Lets be honest, LLMs and AI are not real Artificial General Intelligence (AGI), it's just a machine trained on varying data. It can be up to 70% innaccurate at times. It's a tool that can augment real developers and speed them up. But someone should still be checking, verifying and testing the work done by it. Patch by patch, commit by commit. Not letting it write whole projects by itself from a prompt (vibe coding), because that will be insecure, a whole lot of tech debt which no-one understands and probably miss important edge cases. You can't just let your development team go. Engineering still needs to happen.

But the marketing hype has given CEOs, CTOs, CFOs, managers etc a false sense of security that they can get rid of developers and replace them with a non-deterministic, sometimes inaccurate, next word predictor. Instead of keeping roles and using the "AI" tools to augment and grow their businesses to new heights, the accountants took over and decided cost savings were more important.
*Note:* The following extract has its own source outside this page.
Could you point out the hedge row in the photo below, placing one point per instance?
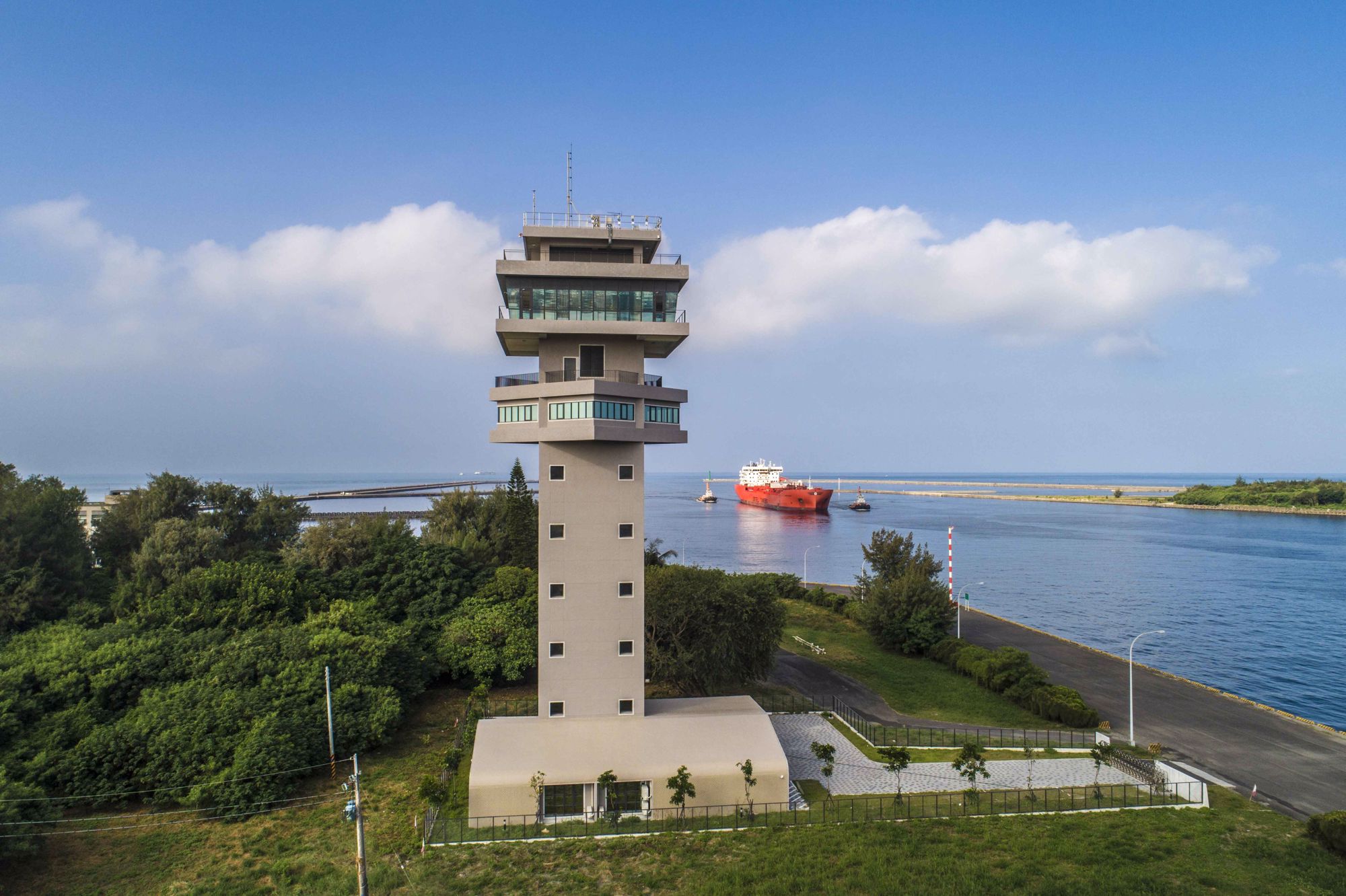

None of this is any excuse to lay off software developers. Zero excuse. In fact, you need developers more than ever now to fix all the tech debt, impending disaster and security issues vibe coders, like Galen, have likely unleashed on the world. We either have an intervention and try fix it now, or we end up in an Idiocracy movie type timeline where nobody knows how anything works anymore. Only in this case, the only solution will be to hire (forcefully retired) developers back and revert the code to 2022 (or thereabouts) before AI mass contributions. And that rehiring will be at a premium.

To developers caught up in the mass AI hype and layoffs

It's time for revenge. Rally together and write individual, much better quality competing products against the companies that laid you off. If you get asked to come back to a company to fix their slop, increase your hourly rate. They will pay for their hubris.

To users of software products and services

Check the news for big companies that have done recent mass AI layoffs of developers. Avoid these companies like the plague as their reputation and products will soon suffer disasters, including to your data privacy.

To those vibe coders (sloppers) and AI tech bros, AI hype promoters and CEOs that insist on destroying civilisation as we know it

One day your shenanigans will be discovered and you will probably be rounded up by the survivers of the AI nuclear holocaust or robot wars and sent to some place called Hadante for punishment. There you will drink all the slop you can handle for the rest of your life.